Asked for his interpretation of the allegations by Caruana Galizia last February that Economy Minister Chris Cardona had visited a brothel while on government business, Micallef stressed that the year had been dominated by allegations.

“I believe that the nation doesn’t want speculation and allegations but facts,” he said, adding that over the course of the year, the nation had heard many similar allegations but had never been given any proof.

Borg responded by pointing out that once proceedings got underway in court, people would be able to verify the veracity of Caruana Galizia’s claims.

Frank Psaila (left) and Dione Borg (Right)
Frank Psaila (left) and Dione Borg (Right)

He said the “main issue” was that the police were “investigating nothing”, and that articles written by various journalists were not investigated.

“Today we have three inquiries underway not because the police investigated but because the Opposition had to go the inquiring magistrate to give him information,” he said.

Musumeci pushed back against Borg’s argument however, saying that the electorate had made its position clear in the last general election. He too said that despite the accusations made about the government and the Prime Minister in the months preceding the vote, no proof had been presented.

Responding to Musumeci, Psaila stressed that elections could not earse wrongdoing by the government. Moreover, he said that while it was clear that the electorate had prioritised the economy, this did not mean that it had rejected the concept of good governance.

Asked by Balzan whether it would have been wiser for then Opposition leader Simon Busuttil to, like Muscat, pledge to resign if the allegations proved he had not been truthful, Borg stressed that the issue went beyond Busuttil.

Robert Musumeci
Robert Musumeci

Musumeci on the other hand said that one could not underestimate the fact that many people in Malta did not believe allegations coming from Caruana Galizia.

“This was reflected both in the election of 2017 as well as in the PN leadership race,” he said, adding that Caruana Galizia had also accused Adrian Delia of wrongdoing, accusations which he personally did not believe.

June’s election and its aftermath

Turning to the June general election, Micallef said that when the Labour Party was elected in 2013, Joseph Muscat was not a tried and tested leader, but despite this, he had presented a vision people could relate to, and won. This time round, he said, people had seen that Muscat delivered on his promises and therefore people’s faith in him increased.

Psaila said he agreed that the PN’s decision to focus only on issues of good governance was not well received by the electorate, admitting that if it were up to him, he would have been more realistic about the way people in the country were feeling.

On September’s PN leadership race, Psaila said he believed the PN had waited too long to get the process of electing a new leader under way but rejected claims the PN was in a crisis. He pointed out that with social media, it was much easier for people to express their views and opinions in public.

Frank Psaila
Frank Psaila

Borg said that in his opinion, while Delia had a big challenge in uniting the party and making room for different viewpoints, all political parties went through a process of renewal from time to time.
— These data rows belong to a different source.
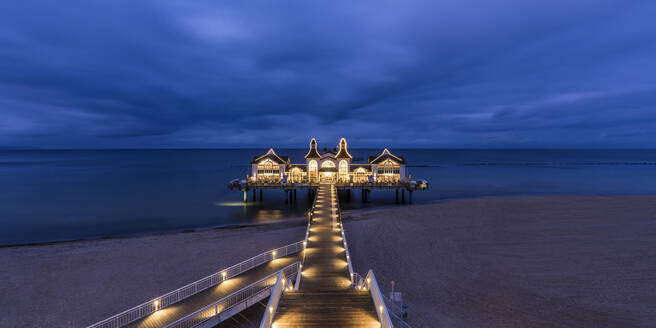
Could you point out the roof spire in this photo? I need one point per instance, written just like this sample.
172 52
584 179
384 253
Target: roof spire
343 151
313 153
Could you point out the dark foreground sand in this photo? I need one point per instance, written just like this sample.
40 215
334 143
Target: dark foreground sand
516 261
556 261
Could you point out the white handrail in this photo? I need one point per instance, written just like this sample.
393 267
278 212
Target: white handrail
231 304
348 255
144 309
274 300
379 302
310 212
395 311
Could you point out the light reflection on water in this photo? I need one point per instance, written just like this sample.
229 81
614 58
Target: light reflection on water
90 193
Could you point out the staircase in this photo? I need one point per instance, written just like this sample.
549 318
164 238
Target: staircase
326 309
325 297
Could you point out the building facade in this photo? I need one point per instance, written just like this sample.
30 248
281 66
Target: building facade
330 166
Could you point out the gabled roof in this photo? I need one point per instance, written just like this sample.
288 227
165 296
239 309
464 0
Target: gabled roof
357 166
328 153
384 156
272 156
313 153
343 152
302 167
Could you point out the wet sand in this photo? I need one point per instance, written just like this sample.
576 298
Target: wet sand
544 261
552 261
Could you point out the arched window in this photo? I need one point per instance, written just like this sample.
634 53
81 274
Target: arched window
343 169
360 175
328 164
312 168
388 171
296 175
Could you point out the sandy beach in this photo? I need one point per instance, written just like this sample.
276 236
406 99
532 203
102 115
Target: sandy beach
539 261
75 284
556 261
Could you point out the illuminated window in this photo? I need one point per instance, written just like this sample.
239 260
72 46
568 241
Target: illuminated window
343 169
327 164
360 175
312 168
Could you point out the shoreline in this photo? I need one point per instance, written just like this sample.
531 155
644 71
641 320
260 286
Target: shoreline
505 260
296 220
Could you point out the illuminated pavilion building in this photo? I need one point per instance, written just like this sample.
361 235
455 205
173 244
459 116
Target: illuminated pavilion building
328 167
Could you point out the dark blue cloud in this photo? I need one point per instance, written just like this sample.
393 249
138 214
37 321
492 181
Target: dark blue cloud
407 74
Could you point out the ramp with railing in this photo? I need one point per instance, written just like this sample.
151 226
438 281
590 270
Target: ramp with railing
326 296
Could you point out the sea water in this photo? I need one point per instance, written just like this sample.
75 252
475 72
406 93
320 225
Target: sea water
51 195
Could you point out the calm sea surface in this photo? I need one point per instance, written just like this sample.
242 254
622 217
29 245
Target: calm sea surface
62 195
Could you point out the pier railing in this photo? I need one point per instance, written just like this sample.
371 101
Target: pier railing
274 300
310 213
395 311
236 302
142 310
371 284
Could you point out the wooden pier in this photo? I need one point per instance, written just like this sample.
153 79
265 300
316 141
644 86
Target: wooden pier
325 297
291 189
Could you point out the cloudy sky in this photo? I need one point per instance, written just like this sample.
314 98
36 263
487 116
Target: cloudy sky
466 73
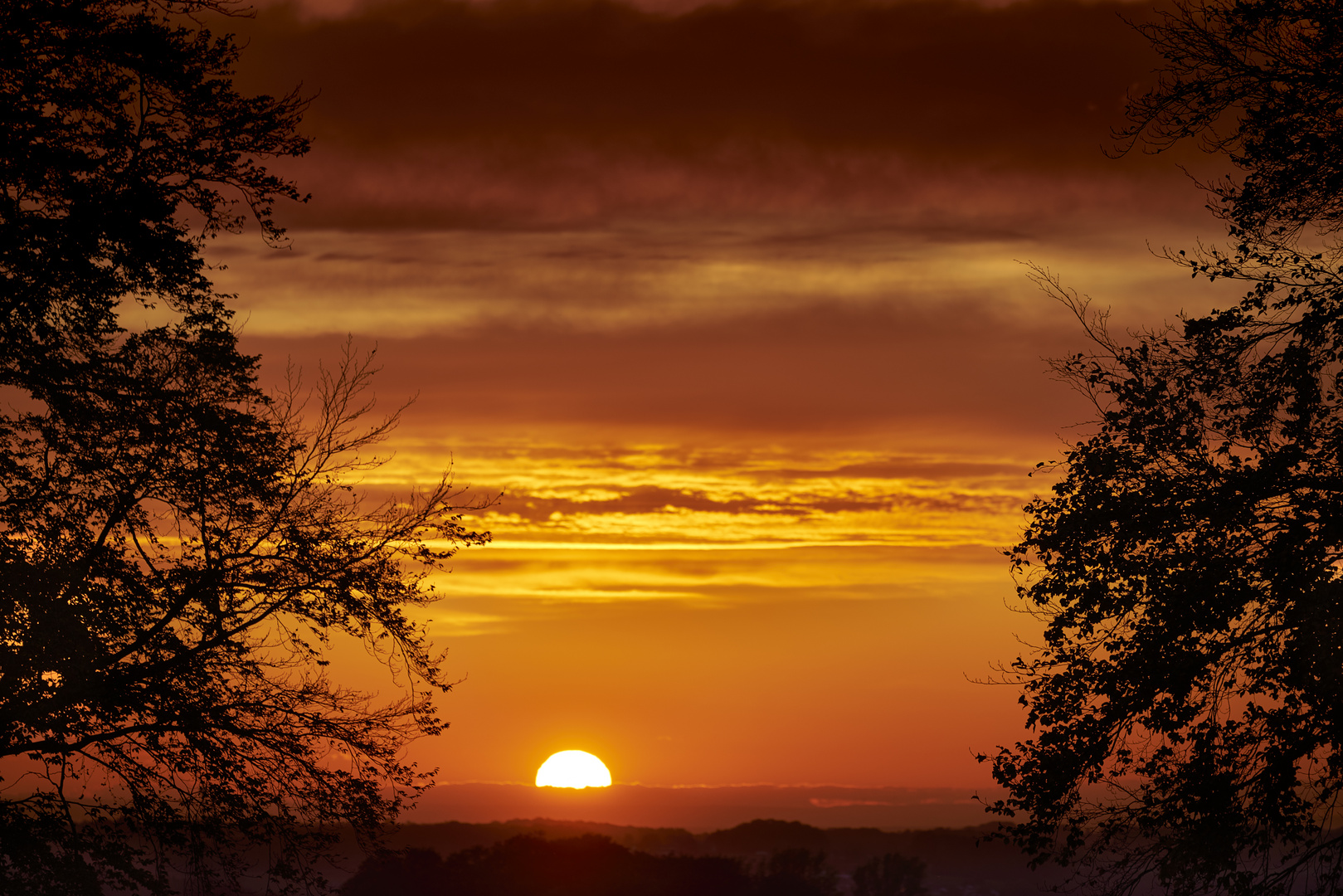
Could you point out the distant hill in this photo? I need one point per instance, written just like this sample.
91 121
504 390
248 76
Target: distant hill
959 861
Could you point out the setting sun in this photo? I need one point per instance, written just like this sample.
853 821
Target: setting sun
572 768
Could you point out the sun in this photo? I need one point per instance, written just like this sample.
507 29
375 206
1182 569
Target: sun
572 768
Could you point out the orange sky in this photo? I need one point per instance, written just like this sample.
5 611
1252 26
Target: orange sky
728 305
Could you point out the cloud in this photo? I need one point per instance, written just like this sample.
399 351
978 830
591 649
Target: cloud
504 114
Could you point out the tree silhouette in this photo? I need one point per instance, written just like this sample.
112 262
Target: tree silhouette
889 874
176 547
587 865
1186 698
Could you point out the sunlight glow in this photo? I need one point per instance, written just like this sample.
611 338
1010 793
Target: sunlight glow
572 768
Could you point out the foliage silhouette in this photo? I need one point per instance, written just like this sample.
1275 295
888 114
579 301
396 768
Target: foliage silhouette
1186 696
889 874
176 547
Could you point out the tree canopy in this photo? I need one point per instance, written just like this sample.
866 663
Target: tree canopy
1186 702
178 546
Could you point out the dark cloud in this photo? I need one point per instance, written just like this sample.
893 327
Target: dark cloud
430 113
815 370
931 78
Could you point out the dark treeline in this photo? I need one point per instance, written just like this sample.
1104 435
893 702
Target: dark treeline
763 857
596 865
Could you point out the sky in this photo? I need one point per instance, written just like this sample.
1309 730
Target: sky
727 306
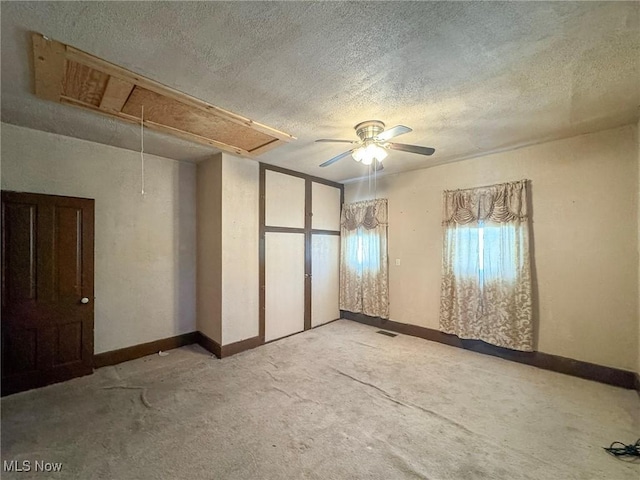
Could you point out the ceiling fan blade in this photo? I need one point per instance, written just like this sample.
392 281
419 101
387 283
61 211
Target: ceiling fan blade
411 148
335 140
393 132
336 158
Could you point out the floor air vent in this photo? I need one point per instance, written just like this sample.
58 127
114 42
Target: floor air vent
388 334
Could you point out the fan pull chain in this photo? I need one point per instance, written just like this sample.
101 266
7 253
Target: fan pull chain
142 150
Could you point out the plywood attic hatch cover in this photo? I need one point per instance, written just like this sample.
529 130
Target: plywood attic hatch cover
67 75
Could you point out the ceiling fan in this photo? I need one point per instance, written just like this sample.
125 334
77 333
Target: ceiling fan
372 147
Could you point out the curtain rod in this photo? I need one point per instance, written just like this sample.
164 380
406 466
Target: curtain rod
488 186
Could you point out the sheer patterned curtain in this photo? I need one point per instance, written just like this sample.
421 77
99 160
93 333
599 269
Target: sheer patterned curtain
364 284
486 278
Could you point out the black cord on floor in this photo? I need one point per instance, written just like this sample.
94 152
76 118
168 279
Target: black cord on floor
619 449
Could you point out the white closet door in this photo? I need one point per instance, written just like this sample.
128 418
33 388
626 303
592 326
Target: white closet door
325 258
284 201
326 207
284 276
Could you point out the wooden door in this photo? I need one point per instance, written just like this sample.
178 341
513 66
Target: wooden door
47 289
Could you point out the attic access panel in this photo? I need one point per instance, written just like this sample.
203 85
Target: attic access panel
66 75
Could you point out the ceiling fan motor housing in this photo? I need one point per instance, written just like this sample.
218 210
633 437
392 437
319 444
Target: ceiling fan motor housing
369 129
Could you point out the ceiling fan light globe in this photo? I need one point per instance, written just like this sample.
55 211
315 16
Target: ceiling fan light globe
381 153
357 154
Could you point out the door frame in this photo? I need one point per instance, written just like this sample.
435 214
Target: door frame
307 230
88 283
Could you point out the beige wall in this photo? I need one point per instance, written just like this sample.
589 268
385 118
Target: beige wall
240 190
638 240
144 246
209 247
585 216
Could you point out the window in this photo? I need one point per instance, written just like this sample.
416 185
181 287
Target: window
485 252
364 251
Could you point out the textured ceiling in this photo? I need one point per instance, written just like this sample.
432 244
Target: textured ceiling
468 77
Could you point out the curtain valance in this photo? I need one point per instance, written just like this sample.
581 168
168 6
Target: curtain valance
368 214
501 203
Asked whether Delia was in a position to propose ideas that the nation could get behind, Musumeci said the internal resistance to his leadership, as well as the Caruana Galizia’ allegations would weigh him down too much.

Where do we go next?

In conclusion, the four guests were asked how the country could move on from the “dark shadow” cast upon it by the brutal assassination of a journalist.

Micallef emphasised the importance of protecting the country’s reputation, and working for national unity. Borg on his part said that as a start, the government could take on board a number of proposals to strengthen the rule of law, which were put forward by the Opposition back in October.

Psaila insisted it was important for the country to come together, but before this could happen, people’s faith in the Police force needed to be restored, while Musumeci said that ultimately the different factions within the PN needed to get behind Adrian Delia and allow the party more stability.